United States: Retail sales fall in September
September 13, 2019
Nominal retail sales fell 0.3% month-on- month in seasonally-adjusted terms in September, following the upwardly revised 0.6% rise registered in August (previously reported: +0.4% month-on-month). The unexpected decline, which confounded market analysts who had expected 0.3% growth, marked the first fall in sales in seven months and ended what had otherwise been a strong quarter of retail sales. September’s result paired with a sharp decline in consumer confidence and slowing payroll gains in the same month suggest consumer spending will be more subdued in the quarters ahead.
Retail sales excluding automobiles, gasoline, building materials and food services—also known as core retail sales as they most closely reflect private consumption in the GDP readings—came in flat on a month-on-month basis in September, down from the 0.3% rise in August.
The decline in spending was nearly broad-based across business categories.
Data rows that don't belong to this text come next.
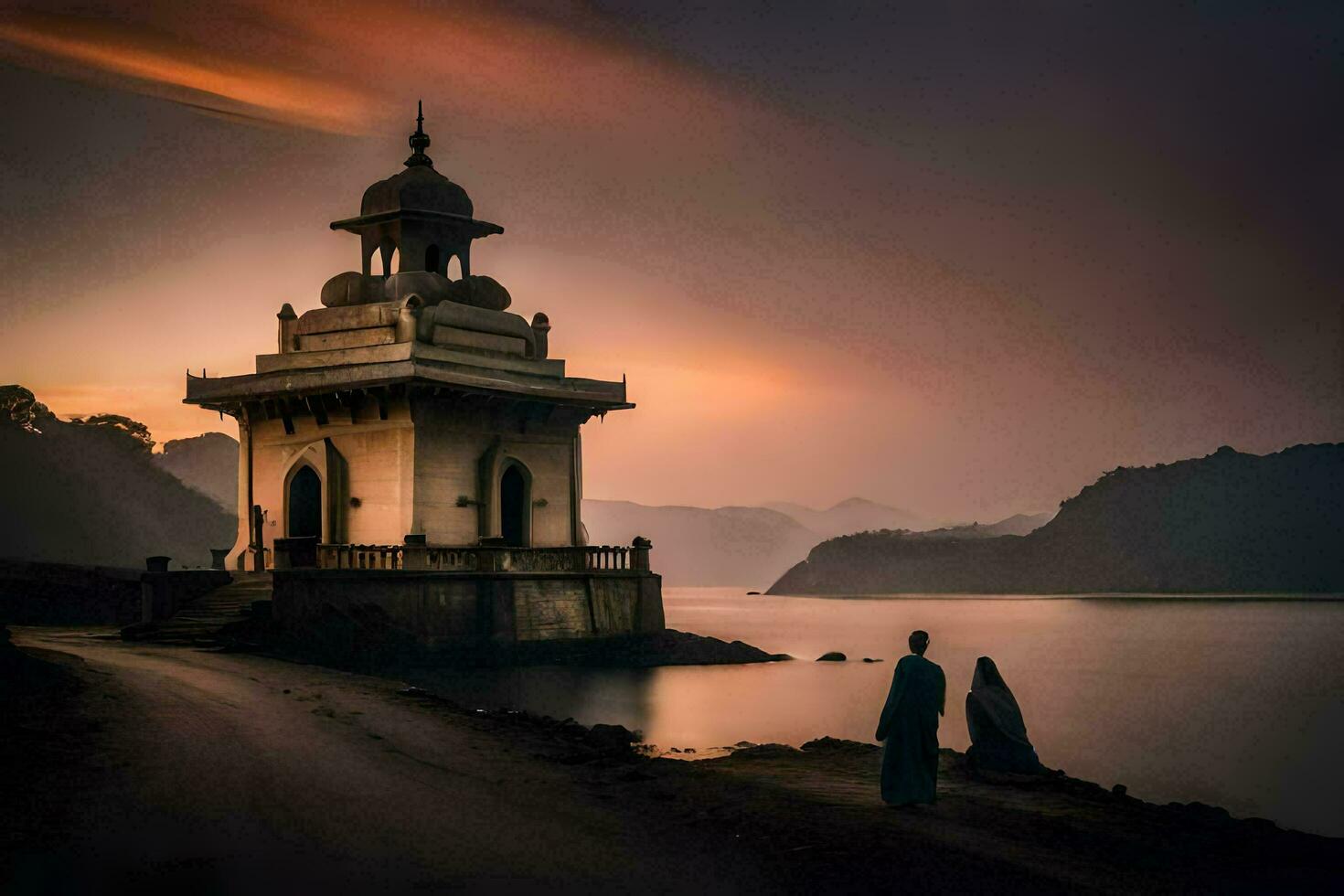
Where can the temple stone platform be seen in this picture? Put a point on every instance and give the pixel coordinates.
(488, 594)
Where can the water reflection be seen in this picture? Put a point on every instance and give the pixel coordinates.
(1230, 703)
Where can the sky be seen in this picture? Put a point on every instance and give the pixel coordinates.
(958, 258)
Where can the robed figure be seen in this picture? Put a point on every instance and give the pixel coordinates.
(909, 726)
(997, 732)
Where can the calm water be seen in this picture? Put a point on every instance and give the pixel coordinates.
(1234, 703)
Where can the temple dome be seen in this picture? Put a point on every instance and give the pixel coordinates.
(417, 188)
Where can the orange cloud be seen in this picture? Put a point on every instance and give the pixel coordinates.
(339, 69)
(182, 71)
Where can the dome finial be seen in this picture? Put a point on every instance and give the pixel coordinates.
(420, 140)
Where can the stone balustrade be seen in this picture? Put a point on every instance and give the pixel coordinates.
(585, 559)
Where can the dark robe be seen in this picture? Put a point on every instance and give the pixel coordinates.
(997, 732)
(909, 726)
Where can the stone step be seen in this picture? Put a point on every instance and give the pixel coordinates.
(197, 623)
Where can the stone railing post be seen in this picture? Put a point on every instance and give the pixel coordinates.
(414, 552)
(640, 549)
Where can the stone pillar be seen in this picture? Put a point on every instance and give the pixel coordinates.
(288, 328)
(414, 552)
(640, 549)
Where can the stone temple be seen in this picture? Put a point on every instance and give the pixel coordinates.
(413, 440)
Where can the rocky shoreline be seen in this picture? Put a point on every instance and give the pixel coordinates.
(789, 818)
(345, 643)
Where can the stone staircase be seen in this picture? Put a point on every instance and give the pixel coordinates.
(197, 623)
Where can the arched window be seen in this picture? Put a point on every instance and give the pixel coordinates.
(515, 507)
(304, 517)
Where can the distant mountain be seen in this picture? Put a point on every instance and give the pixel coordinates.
(852, 515)
(1017, 524)
(89, 492)
(206, 463)
(1229, 521)
(738, 546)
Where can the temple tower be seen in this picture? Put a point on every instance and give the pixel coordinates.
(409, 407)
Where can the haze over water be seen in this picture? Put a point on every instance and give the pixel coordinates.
(1232, 703)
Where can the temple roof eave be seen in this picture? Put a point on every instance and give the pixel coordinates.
(228, 392)
(359, 225)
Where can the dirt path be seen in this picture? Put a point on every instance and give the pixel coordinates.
(226, 773)
(222, 773)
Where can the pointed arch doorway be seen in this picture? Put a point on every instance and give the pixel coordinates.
(305, 504)
(515, 507)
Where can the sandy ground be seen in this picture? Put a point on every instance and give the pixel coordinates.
(225, 773)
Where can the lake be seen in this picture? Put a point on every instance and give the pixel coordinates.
(1230, 701)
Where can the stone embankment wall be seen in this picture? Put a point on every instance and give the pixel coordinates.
(70, 594)
(475, 607)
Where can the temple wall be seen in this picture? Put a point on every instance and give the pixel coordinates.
(368, 463)
(383, 480)
(448, 465)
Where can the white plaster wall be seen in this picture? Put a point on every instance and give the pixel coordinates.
(449, 449)
(378, 469)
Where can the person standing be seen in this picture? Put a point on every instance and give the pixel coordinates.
(997, 732)
(909, 727)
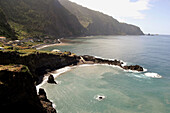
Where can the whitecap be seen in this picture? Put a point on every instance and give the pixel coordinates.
(99, 97)
(152, 75)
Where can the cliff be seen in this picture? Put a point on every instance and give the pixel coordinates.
(98, 23)
(17, 90)
(38, 62)
(5, 29)
(17, 82)
(31, 18)
(41, 18)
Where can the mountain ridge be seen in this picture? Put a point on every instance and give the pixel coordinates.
(56, 19)
(99, 23)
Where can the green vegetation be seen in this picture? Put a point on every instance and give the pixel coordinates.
(98, 23)
(41, 18)
(34, 18)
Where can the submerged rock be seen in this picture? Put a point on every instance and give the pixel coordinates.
(51, 79)
(135, 68)
(47, 104)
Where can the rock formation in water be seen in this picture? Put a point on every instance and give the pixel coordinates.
(17, 83)
(47, 104)
(51, 79)
(18, 92)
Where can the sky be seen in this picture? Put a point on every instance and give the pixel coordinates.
(152, 16)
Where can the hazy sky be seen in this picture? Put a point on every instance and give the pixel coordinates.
(152, 16)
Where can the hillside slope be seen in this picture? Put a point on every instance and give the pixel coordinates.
(5, 29)
(98, 23)
(41, 18)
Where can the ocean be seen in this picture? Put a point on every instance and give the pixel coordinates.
(79, 88)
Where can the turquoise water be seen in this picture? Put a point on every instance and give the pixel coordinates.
(125, 92)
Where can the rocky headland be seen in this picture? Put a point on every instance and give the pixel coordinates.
(22, 70)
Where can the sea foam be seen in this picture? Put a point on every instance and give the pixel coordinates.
(152, 75)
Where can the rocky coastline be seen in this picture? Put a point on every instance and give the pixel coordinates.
(38, 63)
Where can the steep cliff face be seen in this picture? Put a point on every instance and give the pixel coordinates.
(40, 18)
(5, 29)
(17, 90)
(98, 23)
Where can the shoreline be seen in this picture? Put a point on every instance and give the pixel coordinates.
(50, 45)
(59, 72)
(42, 46)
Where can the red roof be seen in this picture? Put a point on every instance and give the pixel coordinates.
(2, 37)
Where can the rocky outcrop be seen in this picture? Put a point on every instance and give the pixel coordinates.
(5, 28)
(135, 68)
(98, 23)
(51, 80)
(17, 88)
(17, 91)
(112, 62)
(38, 62)
(47, 104)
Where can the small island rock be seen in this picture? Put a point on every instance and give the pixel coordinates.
(51, 79)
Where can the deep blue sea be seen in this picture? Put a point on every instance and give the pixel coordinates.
(124, 92)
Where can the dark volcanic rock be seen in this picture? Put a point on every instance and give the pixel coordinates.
(135, 68)
(51, 79)
(17, 91)
(47, 104)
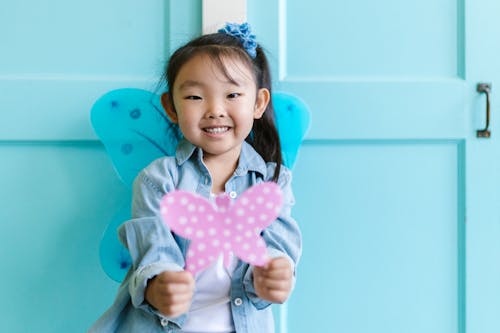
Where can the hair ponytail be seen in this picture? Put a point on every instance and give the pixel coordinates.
(264, 137)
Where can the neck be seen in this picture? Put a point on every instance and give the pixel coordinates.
(221, 168)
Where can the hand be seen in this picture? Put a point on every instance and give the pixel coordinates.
(273, 282)
(171, 293)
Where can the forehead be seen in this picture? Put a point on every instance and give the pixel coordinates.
(209, 68)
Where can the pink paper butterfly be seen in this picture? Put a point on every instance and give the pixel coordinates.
(223, 227)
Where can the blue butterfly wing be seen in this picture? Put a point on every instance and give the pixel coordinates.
(134, 129)
(293, 120)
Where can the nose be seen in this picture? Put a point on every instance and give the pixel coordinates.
(215, 109)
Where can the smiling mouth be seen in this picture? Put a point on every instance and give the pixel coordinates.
(216, 130)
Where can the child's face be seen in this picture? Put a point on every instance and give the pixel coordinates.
(212, 112)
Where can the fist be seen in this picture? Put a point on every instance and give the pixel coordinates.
(171, 293)
(273, 282)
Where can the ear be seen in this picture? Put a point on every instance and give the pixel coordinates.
(263, 98)
(168, 106)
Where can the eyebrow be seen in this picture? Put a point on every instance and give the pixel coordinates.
(190, 84)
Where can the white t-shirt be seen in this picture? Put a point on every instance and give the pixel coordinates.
(211, 310)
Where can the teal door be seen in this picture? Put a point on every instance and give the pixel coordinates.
(396, 196)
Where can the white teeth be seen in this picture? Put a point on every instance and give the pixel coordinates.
(215, 130)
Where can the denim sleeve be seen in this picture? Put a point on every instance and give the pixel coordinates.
(152, 246)
(283, 239)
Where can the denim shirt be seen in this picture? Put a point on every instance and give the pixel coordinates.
(155, 249)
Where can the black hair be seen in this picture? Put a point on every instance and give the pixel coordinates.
(264, 136)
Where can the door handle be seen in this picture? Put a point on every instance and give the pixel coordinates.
(485, 88)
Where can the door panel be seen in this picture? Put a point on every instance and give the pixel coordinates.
(383, 248)
(380, 182)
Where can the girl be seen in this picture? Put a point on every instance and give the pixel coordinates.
(219, 94)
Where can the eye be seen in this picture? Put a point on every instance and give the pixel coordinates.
(192, 97)
(233, 95)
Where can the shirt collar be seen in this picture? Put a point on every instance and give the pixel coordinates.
(249, 159)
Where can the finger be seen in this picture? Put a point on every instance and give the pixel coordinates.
(270, 284)
(178, 288)
(278, 296)
(176, 277)
(278, 263)
(278, 274)
(179, 299)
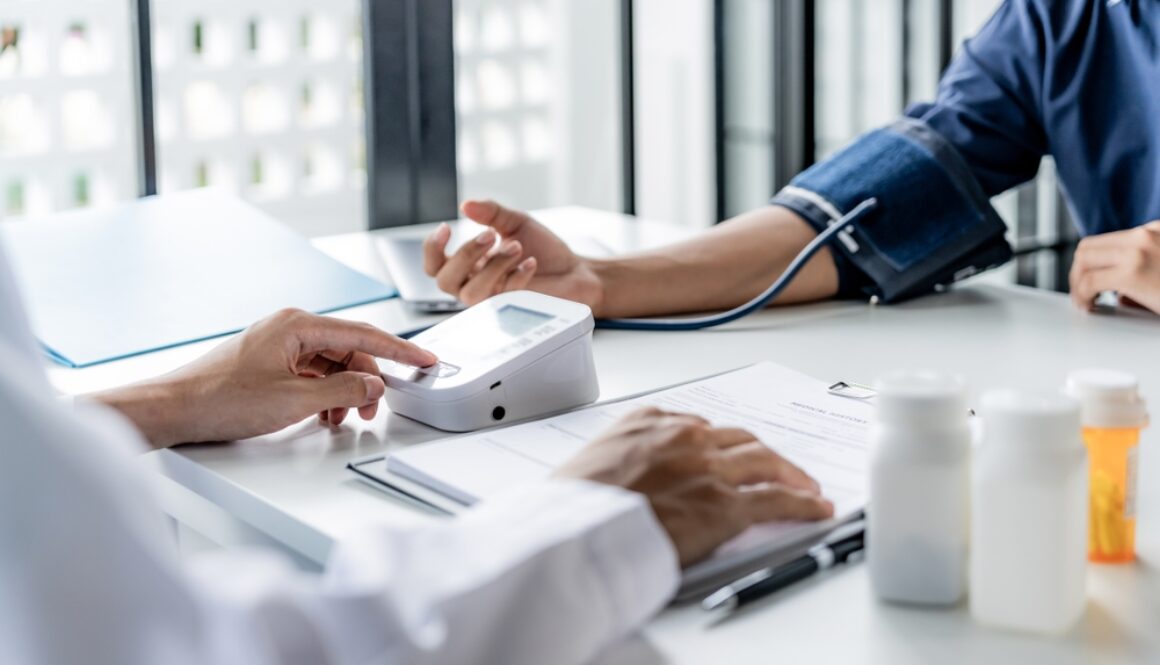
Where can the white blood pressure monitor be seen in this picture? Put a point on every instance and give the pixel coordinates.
(514, 356)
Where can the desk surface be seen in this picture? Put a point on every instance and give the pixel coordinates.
(292, 488)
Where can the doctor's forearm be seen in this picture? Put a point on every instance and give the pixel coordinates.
(725, 267)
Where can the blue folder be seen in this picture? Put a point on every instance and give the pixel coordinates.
(166, 270)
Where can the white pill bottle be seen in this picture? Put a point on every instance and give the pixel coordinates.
(918, 519)
(1029, 520)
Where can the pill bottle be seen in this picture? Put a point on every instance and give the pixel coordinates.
(1029, 513)
(918, 515)
(1113, 416)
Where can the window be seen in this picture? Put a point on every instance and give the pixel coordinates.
(66, 135)
(263, 100)
(537, 101)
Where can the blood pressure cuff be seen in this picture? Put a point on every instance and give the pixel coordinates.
(933, 224)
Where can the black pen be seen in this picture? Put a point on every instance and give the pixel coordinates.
(765, 582)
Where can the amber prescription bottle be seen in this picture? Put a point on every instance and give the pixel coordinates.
(1113, 416)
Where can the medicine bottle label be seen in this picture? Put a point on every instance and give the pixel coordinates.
(1130, 484)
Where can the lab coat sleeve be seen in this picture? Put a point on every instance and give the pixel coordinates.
(988, 101)
(549, 575)
(553, 573)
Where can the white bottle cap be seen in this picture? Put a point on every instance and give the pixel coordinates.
(921, 398)
(1108, 398)
(1048, 419)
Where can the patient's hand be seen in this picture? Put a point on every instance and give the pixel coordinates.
(278, 371)
(528, 257)
(1124, 261)
(705, 484)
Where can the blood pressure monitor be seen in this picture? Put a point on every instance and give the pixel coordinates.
(514, 356)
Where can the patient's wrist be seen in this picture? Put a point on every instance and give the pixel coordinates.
(160, 409)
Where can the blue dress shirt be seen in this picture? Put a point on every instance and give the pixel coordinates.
(1074, 79)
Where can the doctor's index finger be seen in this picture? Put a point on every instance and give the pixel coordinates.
(435, 247)
(318, 333)
(491, 214)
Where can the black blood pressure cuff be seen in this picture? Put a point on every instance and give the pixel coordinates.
(933, 224)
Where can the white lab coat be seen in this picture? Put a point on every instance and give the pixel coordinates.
(88, 573)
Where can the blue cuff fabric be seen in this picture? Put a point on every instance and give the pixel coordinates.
(933, 224)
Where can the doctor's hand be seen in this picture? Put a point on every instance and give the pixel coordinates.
(704, 484)
(528, 257)
(278, 371)
(1124, 261)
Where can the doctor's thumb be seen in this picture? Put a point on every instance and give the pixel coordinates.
(345, 389)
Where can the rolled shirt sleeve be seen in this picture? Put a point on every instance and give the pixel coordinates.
(987, 101)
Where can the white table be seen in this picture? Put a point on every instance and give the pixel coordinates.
(291, 489)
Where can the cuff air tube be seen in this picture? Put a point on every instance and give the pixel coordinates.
(933, 224)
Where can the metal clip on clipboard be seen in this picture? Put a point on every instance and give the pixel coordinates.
(852, 390)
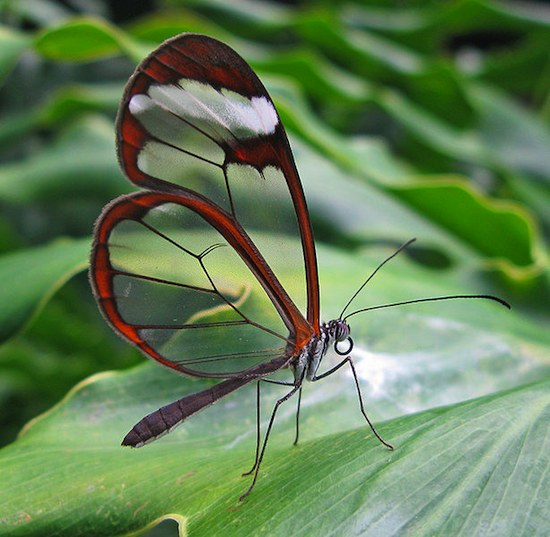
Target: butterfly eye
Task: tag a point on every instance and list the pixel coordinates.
(347, 350)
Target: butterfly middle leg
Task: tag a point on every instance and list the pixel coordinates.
(348, 360)
(260, 452)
Sales in motor vehicle and parts sales—usually a very volatile category—declined, while non-store retail sales, which includes online shopping, also shrank in the month. Moreover, food and beverage stores; building material suppliers; brick-and-mortar stores; and gasoline stations all registered s fall in sales in September. On the other hand, health and personal care, and clothing and accessories sales posted gains in the month.
In annual terms, retail sales growth decelerated to 4.1% in September from a revised 4.4% in August (previously reported: +4.1 year-on-year). Conversely, annual average retail sales growth was stable at 3.4%.